To further elucidate the contribution of specific microbes and their metabolites to cognitive function in AD mice, we used a correlation network to identify additional microbiome/metabolite neurofunction associations. Correlation analyses suggested that many behavioral and neurological symptoms were differentially affected by specific microbiota and their production of SCFAs (Figure 8B). The abundance of acetate-producing bacteria, such as Turicibacter and Oscillospira, displayed a positive correlation with the levels of FNDC5 and BDNF. Notably, the level of Aβ1-42 was negatively correlated with butyrate concentrations. While this correlational approach allowed us to identify potential drivers of fecal microbiota-induced cognitive improvements, it could not identify specific microbes that may be most relevant for proper brain function.

4. Discussion

Although many studies suggest the use of probiotics as a gut microbiota-targeted strategy to combat AD, the exact mechanism underlying the probiotic-mediated amelioration of AD is not clearly understood. In this study, we revealed that B. breve exhibits strain-specific effects to alleviate AD comorbidities. B. breve CCFM1025 and WX had particularly marked effects on alleviating cognitive impairment and neuroinflammation via the gut microbiota–brain axis during AD progression.
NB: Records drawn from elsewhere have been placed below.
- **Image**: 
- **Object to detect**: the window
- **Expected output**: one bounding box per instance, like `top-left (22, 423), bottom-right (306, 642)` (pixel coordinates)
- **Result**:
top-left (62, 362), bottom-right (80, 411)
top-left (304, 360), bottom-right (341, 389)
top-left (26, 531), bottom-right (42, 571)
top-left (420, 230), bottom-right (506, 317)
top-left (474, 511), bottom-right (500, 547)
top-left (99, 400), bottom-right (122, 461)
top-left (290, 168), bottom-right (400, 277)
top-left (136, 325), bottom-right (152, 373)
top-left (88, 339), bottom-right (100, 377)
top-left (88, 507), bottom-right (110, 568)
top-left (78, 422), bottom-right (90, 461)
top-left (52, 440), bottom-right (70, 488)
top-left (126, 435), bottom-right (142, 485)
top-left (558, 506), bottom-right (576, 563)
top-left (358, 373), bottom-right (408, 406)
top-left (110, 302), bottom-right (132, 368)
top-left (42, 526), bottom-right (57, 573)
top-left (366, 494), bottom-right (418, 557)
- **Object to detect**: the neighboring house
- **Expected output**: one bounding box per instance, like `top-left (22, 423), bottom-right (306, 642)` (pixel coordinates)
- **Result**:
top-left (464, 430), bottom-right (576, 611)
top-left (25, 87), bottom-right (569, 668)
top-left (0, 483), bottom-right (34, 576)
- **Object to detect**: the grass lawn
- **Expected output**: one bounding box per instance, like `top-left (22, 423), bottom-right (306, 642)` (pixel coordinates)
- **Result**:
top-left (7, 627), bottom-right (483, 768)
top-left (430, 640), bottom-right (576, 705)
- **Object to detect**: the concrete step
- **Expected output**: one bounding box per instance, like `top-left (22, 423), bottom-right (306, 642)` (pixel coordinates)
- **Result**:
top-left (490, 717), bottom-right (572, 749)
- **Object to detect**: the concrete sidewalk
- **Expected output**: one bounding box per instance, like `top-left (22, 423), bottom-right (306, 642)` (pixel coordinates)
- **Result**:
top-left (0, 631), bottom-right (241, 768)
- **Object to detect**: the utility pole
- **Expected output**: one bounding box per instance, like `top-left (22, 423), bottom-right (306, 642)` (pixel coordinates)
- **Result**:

The intrahippocampal injection of Aβ1-42 into mice generates one of the most useful animal models of AD, as it can lead to cognitive deficits that resemble AD [24]. We therefore established an Aβ1-42-treated mouse model and evaluated the protective effects of five B. breve strains against cognitive impairment using a series of behavioral assays. Compared to the control mice, Aβ1-42-treated mice developed AD hallmarks, including cognitive deficits, reduced alternation behavior and total arm entries in a Y-maze, a reduced latency time in passive avoidance tests, and a slower acquisition of escape latency in MWM tasks (Figure 2). By contrast, treatment with CCFM1025 or MY improved the outcomes for these mice in all three behavioral tests, consistent with the results of previous studies using Lactobacillus and Bifidobacterium probiotic strains that were tested both individually and as cocktails [14,17,18,25].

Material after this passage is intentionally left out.